Though I knew that she was 86 and had truly lived an exceptional life, it just didn’t feel like she should be gone. I found myself in a place that I thought I had left—a surreal existence of trying to deal with something that I didn’t want to be real. I looked up at my bulletin board in the hall entitled Phenomenal Woman and I was reminded of the work my students had done creating poems on great women in history, and the fact that we’d used Dr. Angelou’s poem to kick off our lesson.
Born in to poverty and segregation, Maya Angelou born Marguerite Johnson, epitomized the American dream. She faced many struggles in her life, but she never let anything stop her. She was the true definition of a Renaissance Woman. She acted. She directed. She sang. She danced. And she wrote. Not only was she an artist, she was also an activist. Maya Angelou was an African-American woman in a country that did not treat those who of her race or gender well. And even though she spoke out against injustices, she was not bitter. She looked for the lesson in every experience.
Maya Angelou was many things to many people, and as I read the various reflections on the life she led, the words of Oprah Winfrey resonated with me the most. Not only did her words eloquently capture the essence of their relationship, it flooded me with memories of my friend who recently passed away. Like Maya, Carmen faced many struggles that she didn’t let stop her. When life handed her lemons, she didn’t complain. She made lemonade. Ten years my senior, our friendship spanned more than two decades. Just like Maya was to Oprah, Carmen “was there for me always guiding me through some of the most important years of my life.”
Carmen was not a celebrity in the sense of the word as we know it, but she was well known in the circles that she traveled in and she affected everyone around her. Oprah said what stood out to her the most was not what Maya Angelou had done or written or spoken, but how she lived her life. How she lived her life. Those words jumped out at me because like Maya Angelou, Carmen lived life on her own terms. She never compromised who she was, and she was one of the most selfless people I’d ever met. It was one of many things that I admired about her.
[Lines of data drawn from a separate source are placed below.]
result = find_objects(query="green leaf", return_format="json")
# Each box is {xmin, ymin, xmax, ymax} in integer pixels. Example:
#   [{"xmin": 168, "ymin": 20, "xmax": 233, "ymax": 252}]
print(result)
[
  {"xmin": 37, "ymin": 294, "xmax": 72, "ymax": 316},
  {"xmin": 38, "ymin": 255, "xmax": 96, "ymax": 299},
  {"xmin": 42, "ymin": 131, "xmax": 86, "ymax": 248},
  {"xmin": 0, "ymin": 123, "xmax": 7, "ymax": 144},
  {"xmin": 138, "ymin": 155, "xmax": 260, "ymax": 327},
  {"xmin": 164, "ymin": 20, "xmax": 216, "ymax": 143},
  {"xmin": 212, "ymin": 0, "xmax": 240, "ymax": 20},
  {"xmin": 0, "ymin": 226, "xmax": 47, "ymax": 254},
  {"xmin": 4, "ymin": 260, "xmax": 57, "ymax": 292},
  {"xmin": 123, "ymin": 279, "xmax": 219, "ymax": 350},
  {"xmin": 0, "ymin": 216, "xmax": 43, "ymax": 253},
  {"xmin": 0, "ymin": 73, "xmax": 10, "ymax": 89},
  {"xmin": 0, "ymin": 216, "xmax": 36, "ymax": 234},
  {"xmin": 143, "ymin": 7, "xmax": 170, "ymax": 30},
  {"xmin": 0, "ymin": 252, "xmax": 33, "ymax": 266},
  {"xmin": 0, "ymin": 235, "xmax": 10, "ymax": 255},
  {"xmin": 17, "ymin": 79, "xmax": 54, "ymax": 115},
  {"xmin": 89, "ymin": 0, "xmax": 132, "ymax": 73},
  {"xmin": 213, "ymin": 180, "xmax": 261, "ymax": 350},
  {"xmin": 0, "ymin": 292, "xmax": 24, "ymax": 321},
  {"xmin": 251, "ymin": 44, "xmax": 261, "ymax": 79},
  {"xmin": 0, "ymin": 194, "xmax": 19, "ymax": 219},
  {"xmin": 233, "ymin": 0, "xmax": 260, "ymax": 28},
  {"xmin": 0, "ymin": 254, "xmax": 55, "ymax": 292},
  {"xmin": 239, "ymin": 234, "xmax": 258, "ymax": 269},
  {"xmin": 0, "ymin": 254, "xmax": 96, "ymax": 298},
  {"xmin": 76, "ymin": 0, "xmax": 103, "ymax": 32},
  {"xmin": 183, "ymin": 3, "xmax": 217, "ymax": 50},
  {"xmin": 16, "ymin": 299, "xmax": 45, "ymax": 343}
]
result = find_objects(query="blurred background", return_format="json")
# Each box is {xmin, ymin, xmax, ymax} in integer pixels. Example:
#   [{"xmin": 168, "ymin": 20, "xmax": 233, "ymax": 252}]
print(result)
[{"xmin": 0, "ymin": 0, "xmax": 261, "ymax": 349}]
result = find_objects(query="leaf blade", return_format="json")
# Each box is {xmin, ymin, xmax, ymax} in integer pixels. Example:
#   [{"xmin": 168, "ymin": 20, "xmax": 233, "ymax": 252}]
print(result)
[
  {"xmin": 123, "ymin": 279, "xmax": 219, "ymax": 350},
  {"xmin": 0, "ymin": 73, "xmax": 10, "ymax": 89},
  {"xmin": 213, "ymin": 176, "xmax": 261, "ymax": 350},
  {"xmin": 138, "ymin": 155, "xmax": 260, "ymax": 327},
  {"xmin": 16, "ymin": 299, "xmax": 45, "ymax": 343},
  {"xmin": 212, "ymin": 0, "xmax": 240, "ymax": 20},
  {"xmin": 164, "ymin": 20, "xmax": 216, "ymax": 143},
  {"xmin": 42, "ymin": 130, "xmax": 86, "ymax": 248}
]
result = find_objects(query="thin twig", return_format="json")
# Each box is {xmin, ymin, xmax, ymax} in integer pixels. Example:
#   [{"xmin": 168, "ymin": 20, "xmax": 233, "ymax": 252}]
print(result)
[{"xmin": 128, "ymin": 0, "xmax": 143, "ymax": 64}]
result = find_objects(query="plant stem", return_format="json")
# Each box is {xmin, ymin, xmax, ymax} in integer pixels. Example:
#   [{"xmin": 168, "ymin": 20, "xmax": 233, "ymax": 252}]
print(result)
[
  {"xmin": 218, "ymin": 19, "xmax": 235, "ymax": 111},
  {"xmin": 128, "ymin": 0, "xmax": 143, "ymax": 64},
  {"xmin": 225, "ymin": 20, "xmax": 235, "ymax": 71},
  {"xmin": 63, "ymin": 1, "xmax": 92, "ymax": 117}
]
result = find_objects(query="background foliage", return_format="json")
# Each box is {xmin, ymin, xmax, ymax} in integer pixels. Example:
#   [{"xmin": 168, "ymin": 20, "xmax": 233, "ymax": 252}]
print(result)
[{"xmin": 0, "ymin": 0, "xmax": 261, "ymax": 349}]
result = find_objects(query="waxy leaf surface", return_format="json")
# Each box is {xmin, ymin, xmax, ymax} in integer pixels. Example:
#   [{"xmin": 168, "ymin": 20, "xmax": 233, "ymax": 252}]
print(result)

I never had the opportunity to meet Maya Angelou in person, but I read her work; I watched her in interviews and I learned from her as she was an exceptional teacher. Carmen and I were colleagues, friends, and confidantes to each other. I learned from her as well even when I was a reluctant student. She died in March and I miss her every day. She may not have had the far reaching influence of a Maya Angelou, but she touched a lot of lives. Today the world is a darker place because their lights no longer shine. Like Maya is to Oprah, Carmen will always be to me—“the rainbow in my clouds.”